The atomic masses for \({ }^{235}\mathrm{UF}_{6}\) and \({ }^{238}\mathrm{UF}_{6}\) are given in atomic mass units (amu). To obtain the molar masses in kg/mol, we can use the conversion factor: \(1 \ \text{amu} = 1.66054 \times 10^{-27} \ \text{kg}\) So, we have: Molar mass of \({ }^{235}\mathrm{UF}_{6} = 349.03 \times 1.66054 \times 10^{-27} \ \text{kg}\) Molar mass of \({ }^{238}\mathrm{UF}_{6} = 352.04 \times 1.66054 \times 10^{-27} \ \text{kg}\) Now that we have converted the atomic masses to their molar masses, we can find the ratio of their root-mean-square speeds.

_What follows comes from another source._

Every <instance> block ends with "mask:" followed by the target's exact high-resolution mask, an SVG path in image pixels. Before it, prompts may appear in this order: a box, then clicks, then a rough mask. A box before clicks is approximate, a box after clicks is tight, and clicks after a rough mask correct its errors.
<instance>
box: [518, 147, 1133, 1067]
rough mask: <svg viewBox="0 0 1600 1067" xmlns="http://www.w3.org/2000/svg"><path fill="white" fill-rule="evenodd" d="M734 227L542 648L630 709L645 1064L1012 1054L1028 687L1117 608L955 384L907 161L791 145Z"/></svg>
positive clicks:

Step 3: Find the ratio of rms speeds

Ratio of rms speeds for isotopes

Using the formula for rms speed, and recalling that the temperature factor will cancel out when comparing speeds, we can find the ratio of rms speeds for \({ }^{235}\mathrm{UF}_{6}\) and \({ }^{238}\mathrm{UF}_{6}\) as follows: \(\frac{v_{rms}({}^{235}\mathrm{UF}_{6})}{v_{rms}({}^{238}\mathrm{UF}_{6})} = \frac{\sqrt{\frac{3R\cancel{T}}{M({}^{235}\mathrm{UF}_{6})}}}{\sqrt{\frac{3R\cancel{T}}{M({}^{238}\mathrm{UF}_{6})}}} = \sqrt{\frac{M({}^{238}\mathrm{UF}_{6})}{M({}^{235}\mathrm{UF}_{6})}}\) Now, substitute the calculated molar masses from Step 2: \(\frac{v_{rms}({}^{235}\mathrm{UF}_{6})}{v_{rms}({}^{238}\mathrm{UF}_{6})} = \sqrt{\frac{352.04 \times 1.66054 \times 10^{-27}}{349.03 \times 1.66054 \times 10^{-27}}} = \sqrt{\frac{352.04}{349.03}} \approx 1.0043 \) The ratio of root-mean-square speeds of \({ }^{235}\mathrm{UF}_{6}\) and \({ }^{238}\mathrm{UF}_{6}\) is approximately 1.0043.